Machine learning is often applied in the wind energy industry to statistically model wind plant performance using atmospheric data as input features. As machine learning sees more widespread use, it is important to understand how different algorithms and different combination of atmospheric features impact the predictions. Not only is it important to choose the best performing model, but to also quantify the uncertainty associated with different model choices.

In this work, we examine the impact of model choice when statistically modelling hourly power production from an operational wind plant. Such models are commonly applied in the wind industry both to estimate long-term annual energy production based on a shorter period of operational data, and to estimate lost energy due to plant downtime (e.g. maintenance, grid curtailment). Given that wind plant revenue is typically on the order of $10M annually for an average-sized (e.g. 100 MW) wind farm, small differences in predicted plant energy production from different statistical models can have considerable financial implications.

Data sources for this study were downtime-corrected turbine power output for a wind farm in the Pacific Northwest and meteorological measurements from an on-site met mast over the period July 2016 to March 2017. We considered several atmospheric measurements as input features, including wind speed, wind direction, air density, standard deviation of wind speed, wind shear, potential temperature gradient, temperature, turbulent kinetic energy, and the Obukhov length. Measurement heights were at 17 m and 80 m above ground level. We considered four machine learning algorithms: a neural network (NN), a generalized additive model (GAM), and two types of regression tree algorithms: gradient boosting (GB) and extra trees regression (EX).

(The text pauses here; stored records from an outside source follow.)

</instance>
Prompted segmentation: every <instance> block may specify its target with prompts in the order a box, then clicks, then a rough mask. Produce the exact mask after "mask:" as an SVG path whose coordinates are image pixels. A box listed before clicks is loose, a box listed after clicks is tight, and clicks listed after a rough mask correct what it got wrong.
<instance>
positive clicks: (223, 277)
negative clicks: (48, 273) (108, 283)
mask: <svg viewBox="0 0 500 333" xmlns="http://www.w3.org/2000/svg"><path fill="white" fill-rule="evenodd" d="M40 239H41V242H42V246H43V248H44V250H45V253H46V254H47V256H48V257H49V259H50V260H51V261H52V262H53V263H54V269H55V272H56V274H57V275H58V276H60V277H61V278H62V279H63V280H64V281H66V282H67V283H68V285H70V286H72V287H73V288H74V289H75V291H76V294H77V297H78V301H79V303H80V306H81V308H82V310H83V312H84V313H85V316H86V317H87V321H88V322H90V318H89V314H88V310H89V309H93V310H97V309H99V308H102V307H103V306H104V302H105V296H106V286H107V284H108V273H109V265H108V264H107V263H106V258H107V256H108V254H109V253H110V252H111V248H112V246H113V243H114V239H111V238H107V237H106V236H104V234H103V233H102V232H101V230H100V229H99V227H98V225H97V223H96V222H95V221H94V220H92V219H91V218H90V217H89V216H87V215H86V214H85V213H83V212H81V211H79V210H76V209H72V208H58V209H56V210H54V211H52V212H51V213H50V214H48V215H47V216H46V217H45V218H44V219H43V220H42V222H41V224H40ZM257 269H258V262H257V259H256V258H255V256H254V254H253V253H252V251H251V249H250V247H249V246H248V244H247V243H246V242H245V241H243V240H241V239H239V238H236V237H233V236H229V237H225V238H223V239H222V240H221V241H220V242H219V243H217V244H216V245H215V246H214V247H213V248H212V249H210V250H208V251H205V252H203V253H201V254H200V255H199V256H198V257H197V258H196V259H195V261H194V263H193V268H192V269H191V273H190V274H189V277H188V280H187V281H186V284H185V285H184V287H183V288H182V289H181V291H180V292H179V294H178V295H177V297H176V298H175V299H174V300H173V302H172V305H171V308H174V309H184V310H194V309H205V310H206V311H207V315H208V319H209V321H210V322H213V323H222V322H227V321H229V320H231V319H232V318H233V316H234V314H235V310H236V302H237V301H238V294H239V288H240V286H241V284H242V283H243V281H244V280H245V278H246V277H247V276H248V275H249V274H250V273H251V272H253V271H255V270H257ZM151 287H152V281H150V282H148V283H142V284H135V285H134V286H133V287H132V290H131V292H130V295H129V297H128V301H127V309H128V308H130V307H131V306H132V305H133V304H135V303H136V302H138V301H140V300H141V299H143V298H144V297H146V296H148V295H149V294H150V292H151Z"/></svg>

Statistical models of wind plant energy production were built for each of the four algorithms first by using a single atmospheric feature (wind speed) and then successively adding features in the order listed in the preceding paragraph (i.e. final model setup had 9 features). For each setup, algorithm parameters (e.g. neural network inner layer size, maximum number of splits in regression tree) were optimized using a cross-validated randomized grid search over the parameter grid.

Figure 1 shows mean modelled and observed diurnal power output for each model setup trained on the entire dataset. The pronounced diurnal cycle featuring a noon minimum and early evening peak is characteristic of thermally-driven flow in the Columbia Valley. Not surprisingly, wind speed was the dominant atmospheric feature driving the predicted result, while the remaining features had lesser but still considerable importance. In general, models with more input features tended to more accurately capture the diurnal cycle. The regression tree-based models (GB and EX) showed strong agreement on average when all atmospheric features were considered, whereas the NN and GAM models showed bias. Considering all algorithms and the 9 combinations of input features, uncertainty in the mean diurnal power profile was lowest at 1.5% in the evening and highest at 4.5% in noon. Considering only the 9-feature model setups, root-mean squared error (RMSE) normalized by mean power was highest for NN and GAM (4.6% and 4.8%, respectively) and lowest for the GB and EX regression tree-based models (1.6% and 2.1%, respectively).

Each model was then trained on 80% of concurrent data, and the result was used to estimate power production in the remaining 20% concurrent period (a typical approach when estimating lost energy due to curtailment). Only the 80-20% split was considered here, although other combinations (e.g. 90-10%, 95-5%) would certainly be relevant in this context. Considering all algorithms and the 9 combinations of input features, uncertainty in predicted power during the 20% test period was lowest at 1.0% in the summer and highest at 3.8% in the winter. These differences were driven by seasonal changes in the wind speed-power correlation, prevailing wind direction, and mean stratification. Considering only the 9-feature model setups, normalized RMSE was slightly higher for NN and GAM (both 5.4%) compared to GB and EX (5.2% and 4.8%, respectively) over the whole dataset. However, these errors were highly seasonal. For example, normalized RMSE for GB was 1.5% in July and August but 8.2% from October through January.

The range in model performance demonstrated in this study highlights the importance of building a robustly validated statistical model using a representative set of atmospheric features. In particular, the use of turbulence and stratification measurements was found to considerably improve model accuracy. Regression tree-based models performed relatively well in this single case study; however, extending this analysis to a larger set of wind plants is necessary to develop more representative comparative statistics. Furthermore, the neural network algorithm considered here was fairly basic, and improvements in model accuracy would likely be obtained by using more modern deep learning algorithms.